Notice also in the above text Schore’s use of the word PERMANENT – and he means what he writes. This is the kind of information that Dr. Daniel Siegel is NOT talking about – although I am open to the understanding that research in the past 10 years may have opened up areas of new knowledge about this kind of “permanence” that Schore is mentioning. However, I would not take new concepts of brain plasticity to mean that we can change what happened to us on the level of permanent during the brain developmental stages Schore is talking about.
It is also important to remember that the entire body is effected by this kind of traumatic stress in its development – certainly not “just” the brain.
As I have mentioned many times I felt so hopelessly damaged as I read Schore’s work! It was when I finally found the work of Dr. Martin Teicher that I realized all of what Schore describes of trauma-caused developmental changes actually means in the bigger picture that we become “evolutionarily altered” beings made within and to endure within a malevolent world. It is the mismatch between our natural state and life in a more benign world that causes us the most trouble.
Who chooses to cross the morning’s threshold from sleep to wakefulness being forced to find such ways to cope with the icy threat of heated tears?

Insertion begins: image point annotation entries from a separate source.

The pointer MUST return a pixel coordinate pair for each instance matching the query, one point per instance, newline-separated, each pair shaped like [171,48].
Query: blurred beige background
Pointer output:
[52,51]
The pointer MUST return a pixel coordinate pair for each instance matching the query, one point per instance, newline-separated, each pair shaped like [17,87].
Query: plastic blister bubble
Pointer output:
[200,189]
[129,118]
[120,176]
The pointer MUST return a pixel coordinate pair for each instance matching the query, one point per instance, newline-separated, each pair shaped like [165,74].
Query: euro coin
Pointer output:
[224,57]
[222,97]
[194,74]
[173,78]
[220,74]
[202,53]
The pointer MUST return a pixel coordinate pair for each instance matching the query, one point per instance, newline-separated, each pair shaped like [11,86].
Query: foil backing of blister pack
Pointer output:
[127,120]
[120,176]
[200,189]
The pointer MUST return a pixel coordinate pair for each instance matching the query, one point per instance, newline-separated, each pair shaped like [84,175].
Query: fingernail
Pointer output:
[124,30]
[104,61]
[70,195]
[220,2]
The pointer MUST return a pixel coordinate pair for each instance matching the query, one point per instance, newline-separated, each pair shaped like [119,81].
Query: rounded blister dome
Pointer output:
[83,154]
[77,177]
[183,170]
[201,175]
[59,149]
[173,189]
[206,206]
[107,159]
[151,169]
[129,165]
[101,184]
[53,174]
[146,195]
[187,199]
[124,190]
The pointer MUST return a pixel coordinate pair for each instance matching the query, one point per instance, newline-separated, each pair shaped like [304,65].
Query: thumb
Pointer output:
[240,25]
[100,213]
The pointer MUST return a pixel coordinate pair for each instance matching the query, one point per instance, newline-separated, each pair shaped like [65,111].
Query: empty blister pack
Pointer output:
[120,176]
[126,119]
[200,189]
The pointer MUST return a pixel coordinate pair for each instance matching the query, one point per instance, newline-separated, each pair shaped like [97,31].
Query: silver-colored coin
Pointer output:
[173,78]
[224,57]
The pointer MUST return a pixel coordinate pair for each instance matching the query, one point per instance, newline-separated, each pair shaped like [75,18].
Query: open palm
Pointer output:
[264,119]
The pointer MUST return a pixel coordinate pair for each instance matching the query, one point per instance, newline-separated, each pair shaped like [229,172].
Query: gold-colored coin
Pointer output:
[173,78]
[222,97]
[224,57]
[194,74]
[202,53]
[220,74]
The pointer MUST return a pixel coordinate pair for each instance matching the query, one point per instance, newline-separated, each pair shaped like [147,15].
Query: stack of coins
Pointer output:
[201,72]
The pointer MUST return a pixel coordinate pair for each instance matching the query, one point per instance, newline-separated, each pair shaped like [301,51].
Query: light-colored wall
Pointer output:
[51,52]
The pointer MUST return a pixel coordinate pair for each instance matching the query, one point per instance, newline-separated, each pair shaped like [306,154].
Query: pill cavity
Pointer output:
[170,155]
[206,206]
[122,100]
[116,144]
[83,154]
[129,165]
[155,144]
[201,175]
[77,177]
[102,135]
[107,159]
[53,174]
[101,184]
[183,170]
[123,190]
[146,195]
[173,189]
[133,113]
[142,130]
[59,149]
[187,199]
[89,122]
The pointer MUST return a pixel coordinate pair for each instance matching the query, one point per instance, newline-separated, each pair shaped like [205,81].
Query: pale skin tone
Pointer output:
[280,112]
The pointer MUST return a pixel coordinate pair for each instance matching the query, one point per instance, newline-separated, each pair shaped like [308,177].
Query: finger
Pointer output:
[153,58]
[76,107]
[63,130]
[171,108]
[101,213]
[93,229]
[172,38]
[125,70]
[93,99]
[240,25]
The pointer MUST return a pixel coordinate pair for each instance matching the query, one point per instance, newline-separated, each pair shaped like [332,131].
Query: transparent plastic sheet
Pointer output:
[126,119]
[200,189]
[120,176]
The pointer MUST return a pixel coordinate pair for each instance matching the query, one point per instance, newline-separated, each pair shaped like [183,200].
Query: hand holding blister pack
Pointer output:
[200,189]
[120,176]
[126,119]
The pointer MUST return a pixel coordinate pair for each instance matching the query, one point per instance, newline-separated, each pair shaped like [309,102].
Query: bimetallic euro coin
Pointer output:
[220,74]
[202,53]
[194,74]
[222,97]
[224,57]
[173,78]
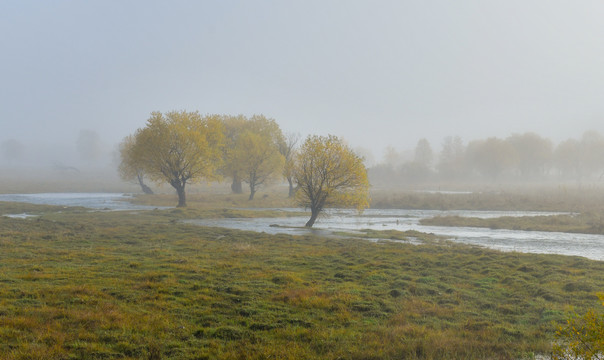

Who chooses to have to plow through the facts of developmental neuroscience to discover what changes create this kind of “resting state” within one’s body?
None of US, that’s for sure!
But here we find ourselves, none-the-less. I would rather KNOW what’s “wrong=changed” within me as I fight every moment of the day to be “happier” than my body tells me I am than to NOT know. And if you continue to study this kind of information you will recognize yourself AND most probably the reality of your abuser, as well.
It helps me to remember that for all else I need to cope with in my everyday life I will ALWAYS have a trauma altered body to cope with life with – and coping with the conditions within my trauma changed body is a life’s work all by itself!